Three Essays on Tax Efficiencies, Political Incentives, and Deadweight Loss

Adam N Michel

Advisor: Thomas Stratmann, PhD, Department of Economics

Committee Members: Richard E Wagner, Stefanie Haeffele, Jason Fichtner

Buchanan Hall, #D180
July 16, 2019, 10:00 AM to 12:00 PM

Abstract:

Traditional public finance tax theory focuses almost exclusively on minimizing the deadweight loss of a tax system. The resulting models for tax analysis rarely consider the tax system’s impact on political incentives and the various efficiencies and inefficiencies that exist in political institutions.

The first chapter explores the tension between economic efficiency and institutional efficiency through their corresponding literatures in public finance. By reviewing the two literatures, I show where the economic efficiency lens of traditional public finance can be improved by the insights of scholars who value economically inefficient tax systems characterized by a narrow tax base and institutional restrictions on expanding what is subject to tax. While these two schools of thought may never be completely integrated, traditional public finance would benefit from incorporating public choice and institutional insights into the analysis.

The second chapter presents a history of the Japanese Value Added Tax (VAT) as an important case study of how the political incentives of a tax system can ultimately change the size of government. Governments tend to grow over time, punctuated by crisis. Adding new taxes, or even considering them as a politically viable future option, can remove important constraints on the growth of the size of government.

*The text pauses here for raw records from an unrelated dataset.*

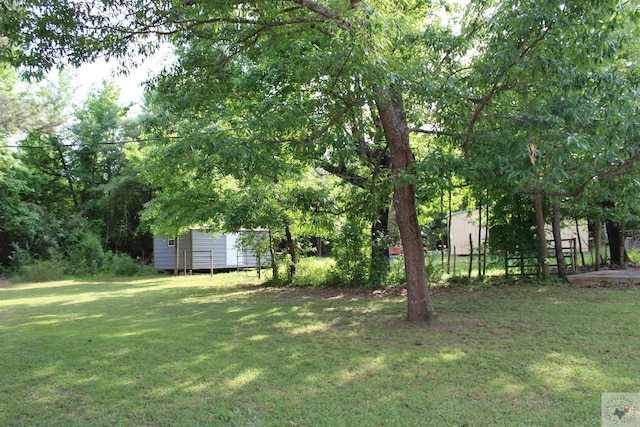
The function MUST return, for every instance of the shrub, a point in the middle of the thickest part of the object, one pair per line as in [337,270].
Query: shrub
[85,253]
[315,272]
[42,271]
[351,255]
[396,276]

The third chapter tests the hypothesis that harmonization of disparate sovereign tax systems can remove competitive pressures which otherwise constrain government growth. I use historical data from the U.S. states as they first implemented a uniform system of corporate income tax apportionment and then moved toward a more varied system with less coordination. Consistent with theory, I show that competition and diversity between tax systems is associated with lower tax rates and slower growth of government expenditures.